Attorneys for the soldiers, however, say the 9/11 commission’s report that found no “collaborative operational relationship” between Iraq and al-Qaida means deployment to Iraq is not covered by an executive order written in response to 9/11. They argue additionally that the executive order doesn’t cover “nation-building,” and that in the absence of a declaration of war by Congress, an involuntary call is a violation of the National Guard enlistment contract.

Joshua Sondheimer, a San Francisco attorney who is handling these cases, said he expects the federal District Court in Sacramento to hear the request for a preliminary injunction within five weeks. He points to a law that says National Guard members can’t be kept in federal service beyond their period of enlistment.

Many people have deplored the fact that stop-loss orders amount to a “backdoor draft” that permits the government to avoid the consequences of their overly ambitious foreign policy by forcing those who have already fulfilled their military commitment to serve longer.

Although it would be foolish to predict how a court will rule, this case suggests the policy may be not only objectionable, but illegal.

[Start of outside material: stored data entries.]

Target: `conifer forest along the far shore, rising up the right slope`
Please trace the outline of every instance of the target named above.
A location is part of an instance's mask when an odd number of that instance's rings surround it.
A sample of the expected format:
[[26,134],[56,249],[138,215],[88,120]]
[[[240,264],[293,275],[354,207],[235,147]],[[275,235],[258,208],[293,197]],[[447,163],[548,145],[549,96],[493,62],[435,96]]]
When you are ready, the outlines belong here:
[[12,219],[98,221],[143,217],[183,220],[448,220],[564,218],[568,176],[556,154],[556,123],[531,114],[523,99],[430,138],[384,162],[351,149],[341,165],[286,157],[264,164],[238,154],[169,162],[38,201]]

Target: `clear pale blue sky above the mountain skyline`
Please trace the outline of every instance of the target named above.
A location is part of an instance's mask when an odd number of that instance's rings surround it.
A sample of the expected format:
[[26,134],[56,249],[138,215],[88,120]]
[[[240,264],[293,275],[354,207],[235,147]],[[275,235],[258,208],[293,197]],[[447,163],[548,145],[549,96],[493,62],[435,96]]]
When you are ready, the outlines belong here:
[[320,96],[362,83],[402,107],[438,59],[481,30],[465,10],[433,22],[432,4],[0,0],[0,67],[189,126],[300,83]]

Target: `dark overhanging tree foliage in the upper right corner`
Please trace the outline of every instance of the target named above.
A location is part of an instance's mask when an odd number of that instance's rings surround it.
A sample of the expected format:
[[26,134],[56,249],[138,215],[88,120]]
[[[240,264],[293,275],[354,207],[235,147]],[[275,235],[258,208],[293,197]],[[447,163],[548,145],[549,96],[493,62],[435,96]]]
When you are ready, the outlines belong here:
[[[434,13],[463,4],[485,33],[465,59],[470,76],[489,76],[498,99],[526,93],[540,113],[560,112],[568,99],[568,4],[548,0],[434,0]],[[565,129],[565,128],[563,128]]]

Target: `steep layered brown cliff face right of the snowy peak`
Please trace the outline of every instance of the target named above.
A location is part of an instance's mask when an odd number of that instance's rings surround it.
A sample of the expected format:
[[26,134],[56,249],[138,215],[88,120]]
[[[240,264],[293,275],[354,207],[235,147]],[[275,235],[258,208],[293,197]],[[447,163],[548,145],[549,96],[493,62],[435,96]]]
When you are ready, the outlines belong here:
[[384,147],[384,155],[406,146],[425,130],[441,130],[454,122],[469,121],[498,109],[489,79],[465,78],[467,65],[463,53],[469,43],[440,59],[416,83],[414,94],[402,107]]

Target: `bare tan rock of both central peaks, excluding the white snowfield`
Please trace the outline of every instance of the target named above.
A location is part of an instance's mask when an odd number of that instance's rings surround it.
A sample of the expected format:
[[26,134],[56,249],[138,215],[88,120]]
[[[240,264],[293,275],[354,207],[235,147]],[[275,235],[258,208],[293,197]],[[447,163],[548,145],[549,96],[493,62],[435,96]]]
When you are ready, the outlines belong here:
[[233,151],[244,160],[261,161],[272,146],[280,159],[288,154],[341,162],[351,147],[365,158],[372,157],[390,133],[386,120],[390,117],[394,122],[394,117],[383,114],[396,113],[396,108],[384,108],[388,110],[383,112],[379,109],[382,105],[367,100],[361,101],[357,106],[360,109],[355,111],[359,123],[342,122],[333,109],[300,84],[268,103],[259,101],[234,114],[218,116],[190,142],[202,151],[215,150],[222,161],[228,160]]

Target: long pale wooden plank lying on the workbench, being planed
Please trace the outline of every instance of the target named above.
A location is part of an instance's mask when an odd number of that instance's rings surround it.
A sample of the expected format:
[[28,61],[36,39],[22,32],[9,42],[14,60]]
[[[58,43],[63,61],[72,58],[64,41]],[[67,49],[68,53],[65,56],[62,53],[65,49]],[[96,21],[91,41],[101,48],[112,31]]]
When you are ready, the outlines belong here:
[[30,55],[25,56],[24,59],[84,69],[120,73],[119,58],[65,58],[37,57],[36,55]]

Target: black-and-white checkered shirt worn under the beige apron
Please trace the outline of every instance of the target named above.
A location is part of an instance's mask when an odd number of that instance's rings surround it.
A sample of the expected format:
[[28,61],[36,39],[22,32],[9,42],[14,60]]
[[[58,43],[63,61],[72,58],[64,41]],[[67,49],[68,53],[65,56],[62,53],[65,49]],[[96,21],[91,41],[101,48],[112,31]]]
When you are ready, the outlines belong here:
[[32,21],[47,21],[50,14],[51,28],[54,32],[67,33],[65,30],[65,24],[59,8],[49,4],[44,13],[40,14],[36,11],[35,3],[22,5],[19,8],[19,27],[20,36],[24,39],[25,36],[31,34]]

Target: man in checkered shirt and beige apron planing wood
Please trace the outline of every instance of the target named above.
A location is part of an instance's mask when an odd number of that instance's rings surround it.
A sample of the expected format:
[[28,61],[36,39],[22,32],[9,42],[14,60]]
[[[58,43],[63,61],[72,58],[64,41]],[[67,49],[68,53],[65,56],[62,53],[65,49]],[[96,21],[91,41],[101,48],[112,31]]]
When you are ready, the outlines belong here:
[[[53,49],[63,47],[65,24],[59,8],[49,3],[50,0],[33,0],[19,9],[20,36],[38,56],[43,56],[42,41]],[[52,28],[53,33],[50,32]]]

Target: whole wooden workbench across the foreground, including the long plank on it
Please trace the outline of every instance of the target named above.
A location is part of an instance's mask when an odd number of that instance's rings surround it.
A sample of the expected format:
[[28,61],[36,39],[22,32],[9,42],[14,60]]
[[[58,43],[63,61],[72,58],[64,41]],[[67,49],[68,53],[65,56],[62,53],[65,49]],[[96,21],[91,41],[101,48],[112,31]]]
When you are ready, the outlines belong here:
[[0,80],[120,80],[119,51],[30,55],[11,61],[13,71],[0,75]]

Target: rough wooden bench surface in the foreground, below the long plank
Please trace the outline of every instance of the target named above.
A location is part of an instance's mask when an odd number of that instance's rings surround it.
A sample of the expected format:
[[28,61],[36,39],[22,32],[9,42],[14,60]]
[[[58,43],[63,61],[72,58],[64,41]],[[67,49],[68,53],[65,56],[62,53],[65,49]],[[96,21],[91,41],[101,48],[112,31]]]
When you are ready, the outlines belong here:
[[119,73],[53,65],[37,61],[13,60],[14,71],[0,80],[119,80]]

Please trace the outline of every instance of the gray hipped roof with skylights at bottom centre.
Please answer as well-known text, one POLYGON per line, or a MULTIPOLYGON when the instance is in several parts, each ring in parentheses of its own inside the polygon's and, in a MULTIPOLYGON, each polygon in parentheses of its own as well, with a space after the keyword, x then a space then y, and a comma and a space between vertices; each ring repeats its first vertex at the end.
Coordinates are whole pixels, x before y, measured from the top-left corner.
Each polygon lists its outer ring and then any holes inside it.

The case raises the issue that the U.S. Constitution gives Congress — not the president acting unilaterally — the power to declare war. That check on executive power has been ignored for too long.

If “John Doe” wins this case it will probably open the legal floodgates for other soldiers to challenge stop-loss orders. That would be healthy. It is important for a country that claims to be fighting in part for the rule of law to do so in ways that uphold rather than undermine the rule of law.